Харри уже подъезжал к самолету, когда он вдруг вспомнил еще что-то и позвонил снова.
— Эллен? Это опять я. Слушай, я кое-что забыл. Ты меня слышишь? Не брал в руки оружия лет пятьдесят, а то и больше. Повторяю. Не брал… да, я знаю, что это больше, чем четыре слова. Все равно ничего? Черт, я сейчас опоздаю на мой рейс! Созвонимся, Эллен.
Он положил телефон на сиденье рядом и сосредоточился на дороге. Когда он как раз съезжал с круговой развязки, телефон запищал.

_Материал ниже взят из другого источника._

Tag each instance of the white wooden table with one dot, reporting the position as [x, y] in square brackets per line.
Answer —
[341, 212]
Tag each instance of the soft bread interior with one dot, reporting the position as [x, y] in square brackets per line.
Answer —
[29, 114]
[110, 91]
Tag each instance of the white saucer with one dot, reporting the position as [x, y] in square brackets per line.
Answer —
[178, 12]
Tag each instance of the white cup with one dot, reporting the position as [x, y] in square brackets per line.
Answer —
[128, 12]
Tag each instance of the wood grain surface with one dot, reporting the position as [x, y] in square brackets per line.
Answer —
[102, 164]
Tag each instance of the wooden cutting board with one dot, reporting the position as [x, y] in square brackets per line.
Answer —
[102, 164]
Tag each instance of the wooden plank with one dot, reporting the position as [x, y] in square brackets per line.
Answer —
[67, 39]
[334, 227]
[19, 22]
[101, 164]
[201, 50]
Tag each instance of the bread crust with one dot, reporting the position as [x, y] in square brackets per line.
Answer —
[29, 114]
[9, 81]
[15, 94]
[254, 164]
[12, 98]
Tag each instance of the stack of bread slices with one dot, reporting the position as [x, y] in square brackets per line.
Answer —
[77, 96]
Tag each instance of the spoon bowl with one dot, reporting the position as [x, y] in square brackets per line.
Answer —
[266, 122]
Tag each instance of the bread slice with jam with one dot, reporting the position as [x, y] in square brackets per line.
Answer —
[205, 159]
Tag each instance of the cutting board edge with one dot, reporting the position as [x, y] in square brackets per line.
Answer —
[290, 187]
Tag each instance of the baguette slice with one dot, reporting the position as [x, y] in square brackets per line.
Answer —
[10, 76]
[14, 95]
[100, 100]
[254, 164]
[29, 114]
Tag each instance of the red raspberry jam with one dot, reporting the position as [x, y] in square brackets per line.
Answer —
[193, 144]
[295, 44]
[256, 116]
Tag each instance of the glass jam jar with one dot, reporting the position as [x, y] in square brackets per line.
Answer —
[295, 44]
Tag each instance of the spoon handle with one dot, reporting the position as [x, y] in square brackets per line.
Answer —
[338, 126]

— Харри. Что? Но как ты до этого додумалась? Да, да, конечно, конечно, не злись сейчас, Эллен, я просто иногда забываю, что не в силах понять, что происходит в твоей башке. Голове. Твоей умной, большой, прекрасной голове, Эллен. Да, теперь, когда ты это сказала, это очевидно. Большое спасибо.
Он отключил телефон и вдруг вспомнил, что по-прежнему должен ей три дежурства. Теперь, когда он уже не работает в отделе убийств, надо придумать что-нибудь другое. Он придумывал это целых три секунды.
Эпизод 36
Улица Ирисвейен, 1 марта 2000 года
Дверь приоткрылась, и на Харри глянули пронзительные синие глаза, окруженные сетью морщин.
— Харри Холе, полиция, — представился он. — Это я звонил сегодня утром.
— Верно, верно.
У старика были седые волосы, зачесанные назад, и высокий лоб. Под вязаной курткой виднелся галстук. На почтовом ящике у калитки этого красного двухквартирного дома стояло: «Эвен и Сигне Юль». Дом находился в спокойном месте, чуть севернее от центра, в районе особняков.
— Прошу, господин Холе, проходите.
Голос звучал спокойно и твердо, а двигался профессор истории Эвен Юль так, что казался моложе своих определенно солидных лет. Харри уже навел кое-какие справки и выяснил, что профессор участвовал в Сопротивлении. Даже на пенсии Эвен Юль считался лучшим в Норвегии специалистом по истории немецкой оккупации и «Национального объединения».
Харри наклонился, чтобы снять ботинки. На стене прямо перед ним висели старые, немного выцветшие черно-белые фотографии в маленьких рамках. На одной — молодая женщина в халате медсестры. На другой — мужчина в белом костюме.
Они прошли в гостиную, и там седеющий эрдельтерьер, лаявший до этих пор, замолчал, обнюхал Харри и с чувством выполненного долга улегся рядом с креслом, в которое сел хозяин.
— Я читал некоторые ваши статьи про фашизм и национал-социализм в «Дагсависен», — начал Харри, когда уселся.
— В самом деле? И как вы их находите? — улыбнулся Юль.
— Кажется, ваша основная идея — предостеречь против современного неонацизма?
— Не предостеречь. Я просто провожу некоторые исторические параллели. Задача историка — приподымать завесу, а не осуждать. — Юль закурил трубку. — Многие считают, что «хорошо» и «плохо» — это неизменные понятия. Это не так, со временем они изменяются. Задача историков — во-первых, найти историческую правду, дойти до первоисточника, а во-вторых, изложить это объективно и беспристрастно. Если историки начнут осуждать человеческую глупость, от самой нашей профессии скоро ничего не останется. — Сизое облачко дыма поднялось к потолку. — Но вас, конечно, интересует не это?